The blinkers phase occurs when the market is blinded by the inundation of cash provided by the seemingly endless printing of money at global central banks. Is it this activity that both staves off the risk of asset price turmoil created during the tantrum phase but also builds note by note, asset purchase by asset purchase and rate cut by rate cut the propensity for tapering risk: the third phase. The blinkers placed upon global markets create that risk that once the blinkers are off, if the world isn’t as appealing as the green-tinted hue of ample liquidity, markets will shed value from assets once more. In a way, the blinkers phase allows for stability in markets despite turmoil still being abundant in the real economy pushing the short term and often over priced risk out into the future to be dealt with in a more orderly fashion during the tapering phase. We are coming towards the end of this phase as a global economy as vaccination efforts promise to diminish the threat that Covid-19 presents to our populations and global trade resumes following more than a year of rolling lockdowns.

 

The ending of the furlough program, rising inflation, economic growth, interest rates and swelling equity markets are all emblematic of a global economy starting to become ready for the blinkers to be taken off. Following an interest rate decision yesterday, it appears the Bank of Canada are ready to remove the bank notes from the eyes of the economy and begin to normalise policy. That spelled good news (from a pure CAD valuation perspective) for the domestic currency, but could hamper the performance of the Canadian economy as it emerges from the pandemic-induced super recession. Following a decision yesterday by the Bank/Banque the Loonie gained 1 cent versus the US Dollar in two minutes, and a further cent versus its major peer the USD in the hour that followed. So what did the bank do and what lessons does it provide to the wider market?

 

Despite holding interest rates stable and continuing to pursue it’s asset purchase program, the BoC reeled in its expectations on when the output gap and economic scaring created by the pandemic would be eliminated from Q1 2023 to H2 2022. Forecasting near full output and revising up the immediate and retrospective outlook for the economy gave hawkish overtones to the monetary policy decision and led markets to price in the expectation that Canada will be one of the first banks to normalise policy following the pandemic.

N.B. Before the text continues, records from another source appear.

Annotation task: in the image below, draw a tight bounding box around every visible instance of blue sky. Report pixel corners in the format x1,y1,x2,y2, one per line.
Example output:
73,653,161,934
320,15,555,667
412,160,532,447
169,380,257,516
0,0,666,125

Upon closer inspection the central bank merely highlighted the immense role that it has played in providing abnormal levels of liquidity to stabilise the market and therefore was required to withdraw some of this. The lesson to be learned therefore is that stray even a millimetre from the easing path and markets will take a mile in their hunt for yield, and facilitate wild swings in the prices of domestic assets.